ANG v. COMPANIA MARITIMA
(G.R. No. L-30805 | 26 December 1984)
FACTS
Petitioner: Domingo Ang
Respondent: Compania Maritima; Maritime Company of the Philippines; C.L. Diokno

Petitioner, as the assignee of a bill of lading held by Yau Yue Commercial Bank of Hongkong, sued respondents, alleging that Yau Yue agreed to sell
to one Herminio Teves 559 packages of galvanized steel. The merchandise was loaded in MS Luzon (owned by defendants) to be transported from
Japan to Manila. He alleged that defendants authorized the delivery of the cargo to Teves who obtained delivery from the Bureau of Customs without
the surrender of the bill of lading and in violation of the terms thereof. Defendants filed a motion to dismiss on the ground of lack of cause of action.

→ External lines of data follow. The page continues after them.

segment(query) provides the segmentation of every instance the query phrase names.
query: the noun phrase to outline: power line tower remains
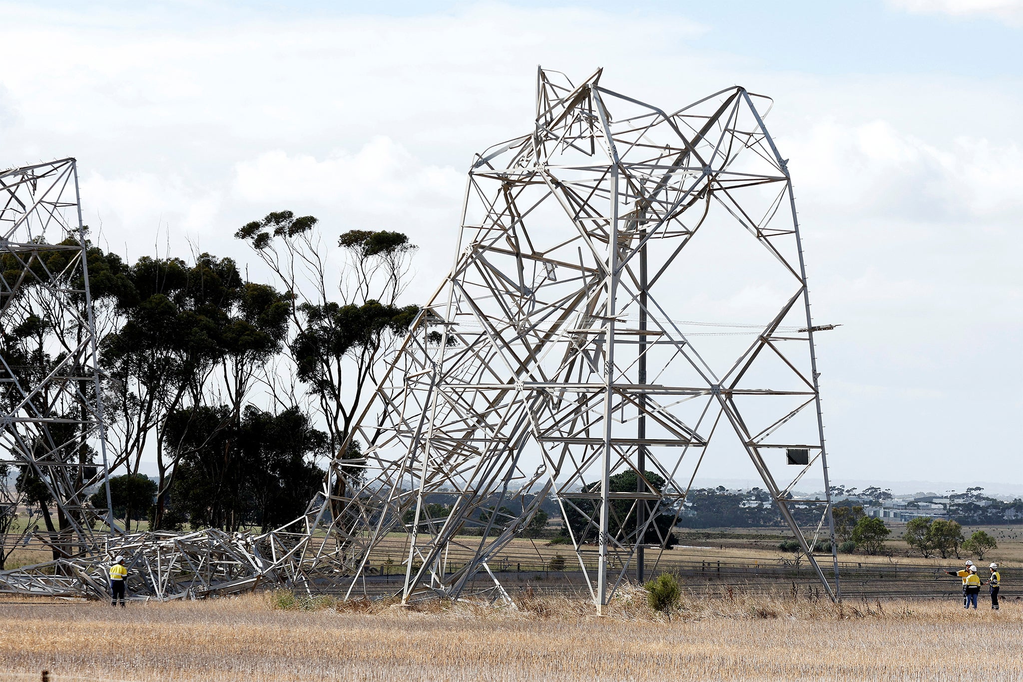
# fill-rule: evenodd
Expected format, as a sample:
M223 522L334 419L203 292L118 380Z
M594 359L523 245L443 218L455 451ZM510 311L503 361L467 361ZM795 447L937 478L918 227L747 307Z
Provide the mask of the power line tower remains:
M114 528L87 248L74 158L0 171L2 483L39 508L54 558Z
M745 461L837 592L770 100L736 87L669 113L601 75L540 70L533 129L475 157L454 267L304 521L305 556L343 562L349 591L397 532L406 601L506 597L491 562L553 496L603 610L670 546L698 470ZM730 311L750 323L693 321ZM833 579L815 556L829 537Z

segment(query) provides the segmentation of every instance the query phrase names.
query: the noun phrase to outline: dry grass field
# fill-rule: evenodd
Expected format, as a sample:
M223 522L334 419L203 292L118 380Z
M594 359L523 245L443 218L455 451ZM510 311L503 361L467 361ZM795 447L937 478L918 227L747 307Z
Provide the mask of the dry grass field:
M54 682L1023 680L1015 600L964 612L954 600L834 605L691 592L668 622L638 591L607 618L557 597L526 596L517 609L403 609L387 600L281 608L280 596L126 609L0 600L0 680L39 680L43 669Z

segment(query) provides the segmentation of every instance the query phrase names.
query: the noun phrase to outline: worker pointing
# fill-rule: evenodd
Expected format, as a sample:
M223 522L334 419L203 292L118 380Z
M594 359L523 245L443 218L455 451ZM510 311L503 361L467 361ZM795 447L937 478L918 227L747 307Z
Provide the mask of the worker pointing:
M970 577L970 569L972 569L972 567L974 567L973 561L971 561L970 559L967 559L966 560L966 567L963 569L962 571L958 571L958 572L954 572L954 573L951 572L951 571L946 571L945 572L949 576L959 576L960 578L963 579L963 607L964 608L969 608L970 607L970 604L969 604L969 602L967 601L967 598L966 598L966 580L967 580L967 578Z
M125 580L128 578L128 569L125 567L125 557L119 556L110 566L110 605L117 606L118 599L121 599L121 607L125 605Z
M977 575L977 566L970 566L970 575L966 577L966 608L973 604L977 608L977 595L980 594L980 576Z
M991 608L998 610L998 589L1002 587L1002 574L998 573L998 564L991 563L991 577L987 580L987 589L991 593Z

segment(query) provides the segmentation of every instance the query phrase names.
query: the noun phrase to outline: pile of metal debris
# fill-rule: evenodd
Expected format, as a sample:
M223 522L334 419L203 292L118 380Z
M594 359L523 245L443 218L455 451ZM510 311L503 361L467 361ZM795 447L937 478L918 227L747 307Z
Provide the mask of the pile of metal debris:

Trial court dismissed the complaint on grounds of lack of cause of action and prescription, since the action was filed beyond the 1-year period provided
in COGSA.
ISSUE
W/N COGSA is applicable in this case – NO
ROSALES, M.K. (2-S 2019-2020)
RULING
In the American Steamship Agencies cases, it was held that the action of Ang is based on misdelivery of the cargo which should be distinguished
from loss thereof. The one-year period provided for in section 3 (6) of the Carriage of Goods by Sea Act refers to loss of the cargo. What is applicable
is the four-year period of prescription for quasi-delicts prescribed in article 1146 (2) of the Civil Code or ten years for violation of a written contract as
provided for in article 1144 (1) of the same Code. As Ang filed the action less than three years from the date of the alleged misdelivery of the cargo, it
has not yet prescribed. Ang, as indorsee of the bill of lading, is a real party in interest with a cause of action for damages.
DOCTRINE
The one-year period provided for in section 3 (6) of the Carriage of Goods by Sea Act refers to loss of the cargo, not misdelivery.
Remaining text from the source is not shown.